ECLI:NL:RBDHA:2017:13499

Rechtbank Den Haag

Datum uitspraak
24 oktober 2017
Publicatiedatum
21 november 2017
Zaaknummer
16/29346
Instantie
Rechtbank Den Haag
Type
Uitspraak
Procedures
  • Eerste aanleg - enkelvoudig
Rechters
  • B.F.Th. de Roos
Vindplaatsen
  • Rechtspraak.nl
AI samenvatting door LexboostAutomatisch gegenereerd

Niet-ontvankelijkheid van beroep wegens niet betalen griffierecht

In deze zaak heeft eiser beroep ingesteld tegen de beslissing op bezwaar van de minister van Buitenlandse Zaken, gedateerd 25 oktober 2016. De rechtbank Den Haag heeft op 24 oktober 2017 uitspraak gedaan in de bodemzaak met zaaknummer 16/29346. De rechtbank heeft op grond van artikel 8:54 van de Algemene wet bestuursrecht (Awb) uitspraak gedaan zonder zitting. Eiser was verplicht om griffierecht te betalen, vastgesteld op € 168,-. De griffier heeft eiser meermalen de gelegenheid gegeven om het griffierecht te voldoen, maar eiser heeft dit niet gedaan. Op 27 februari 2017 is eiser in de gelegenheid gesteld om het griffierecht binnen vier weken te betalen, en op 11 april 2017 is eiser nogmaals gewezen op de betalingsverplichting. Aangezien eiser het griffierecht niet heeft betaald en niet is gebleken dat dit eiser niet is toe te rekenen, heeft de rechtbank het beroep kennelijk niet-ontvankelijk verklaard. Dit betekent dat het beroep niet inhoudelijk wordt behandeld. De rechtbank heeft geen aanleiding gezien voor een proceskostenveroordeling.

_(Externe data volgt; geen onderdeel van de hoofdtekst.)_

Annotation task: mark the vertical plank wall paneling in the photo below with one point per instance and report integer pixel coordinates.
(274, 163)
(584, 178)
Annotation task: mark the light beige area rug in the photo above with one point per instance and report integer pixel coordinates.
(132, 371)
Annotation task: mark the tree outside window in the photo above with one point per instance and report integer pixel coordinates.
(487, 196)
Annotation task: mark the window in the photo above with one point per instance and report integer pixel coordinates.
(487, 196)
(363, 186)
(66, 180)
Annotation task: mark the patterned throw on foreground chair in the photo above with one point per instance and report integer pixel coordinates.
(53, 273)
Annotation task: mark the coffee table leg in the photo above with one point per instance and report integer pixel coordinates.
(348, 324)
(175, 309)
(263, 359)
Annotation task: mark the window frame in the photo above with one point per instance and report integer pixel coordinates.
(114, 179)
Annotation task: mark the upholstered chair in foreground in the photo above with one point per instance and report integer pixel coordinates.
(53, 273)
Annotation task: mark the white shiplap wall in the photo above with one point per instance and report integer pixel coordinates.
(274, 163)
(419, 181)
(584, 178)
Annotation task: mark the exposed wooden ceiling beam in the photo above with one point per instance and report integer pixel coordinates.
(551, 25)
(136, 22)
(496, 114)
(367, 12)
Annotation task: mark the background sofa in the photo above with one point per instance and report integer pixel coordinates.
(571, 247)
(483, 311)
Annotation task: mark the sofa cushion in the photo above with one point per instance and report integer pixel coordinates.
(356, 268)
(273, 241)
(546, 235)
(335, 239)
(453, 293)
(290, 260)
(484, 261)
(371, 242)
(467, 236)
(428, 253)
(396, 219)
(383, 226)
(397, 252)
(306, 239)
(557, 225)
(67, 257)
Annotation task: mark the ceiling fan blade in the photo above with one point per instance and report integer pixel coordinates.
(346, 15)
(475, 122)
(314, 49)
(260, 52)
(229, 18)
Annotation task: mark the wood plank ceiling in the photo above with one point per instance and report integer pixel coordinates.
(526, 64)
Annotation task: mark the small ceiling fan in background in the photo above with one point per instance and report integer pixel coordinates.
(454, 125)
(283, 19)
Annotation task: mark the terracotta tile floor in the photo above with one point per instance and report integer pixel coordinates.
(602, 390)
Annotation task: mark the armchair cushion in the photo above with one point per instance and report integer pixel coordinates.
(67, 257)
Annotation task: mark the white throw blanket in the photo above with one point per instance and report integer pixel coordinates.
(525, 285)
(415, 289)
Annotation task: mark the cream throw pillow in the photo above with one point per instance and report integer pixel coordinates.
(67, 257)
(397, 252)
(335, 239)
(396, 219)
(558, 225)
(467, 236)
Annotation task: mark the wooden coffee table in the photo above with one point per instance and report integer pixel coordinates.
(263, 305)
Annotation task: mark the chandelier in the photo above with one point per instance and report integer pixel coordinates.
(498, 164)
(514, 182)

De uitspraak is openbaar uitgesproken en een afschrift is verzonden aan de partijen.

Uitspraak

RECHTBANK DEN HAAG

Zittingsplaats Middelburg
Bestuursrecht
Zaaknummers: AWB 16/29346
uitspraak van de enkelvoudige kamer voor vreemdelingenzaken van 24 oktober 2017 in de zaak tussen

[eiser], eiser,

en

de minister van Buitenlandse Zaken, verweerder.

Procesverloop

Eiser heeft tegen de beslissing op bezwaar van verweerder van 25 oktober 2016 (het bestreden besluit) beroep ingesteld.

Overwegingen

1. De rechtbank doet op grond van artikel 8:54 van de Algemene wet bestuursrecht (Awb) uitspraak zonder zitting.
2. Iemand die beroep instelt, moet op grond van artikel 8:41 van de Awb griffierecht betalen. Voor deze zaak is het griffierecht vastgesteld op € 168,-. De griffier stelt een termijn waarbinnen het griffierecht moet zijn betaald. Als het griffierecht niet of niet tijdig is betaald, verklaart de rechtbank het beroep niet-ontvankelijk. Dat is alleen anders als het niet of niet tijdig betalen van het griffierecht betrokkene niet is toe te rekenen.
3. Op 27 februari 2017 is eiser in de gelegenheid gesteld het griffierecht binnen vier weken te betalen en gewezen op de mogelijkheid dat anders het beroep niet-ontvankelijk kan worden verklaard. Op 11 april 2017 is eiser er nogmaals op gewezen dat het griffierecht binnen vier weken moet worden betaald. Eiser heeft het griffierecht niet betaald. Dat dit eiser niet is toe te rekenen is niet gebleken.
4. Het beroep is daarom kennelijk niet-ontvankelijk. Dit betekent dat het beroep niet inhoudelijk wordt behandeld.
5. Voor een proceskostenveroordeling bestaat geen aanleiding.

Beslissing

De rechtbank verklaart het beroep niet-ontvankelijk.
Deze uitspraak is gedaan door mr. B.F.Th. de Roos, rechter, in aanwezigheid van S.A.K. Kurvink, griffier. De beslissing is in het openbaar uitgesproken op 24 oktober 2017.
Afschrift verzonden aan partijen op:

Rechtsmiddel

Tegen deze uitspraak kan
binnenzes weken na de dag van verzending daarvan verzet worden gedaan bij deze rechtbank. De indiener van het verzetschrift kan daarbij vragen in de gelegenheid te worden gesteld over het verzet te worden gehoord.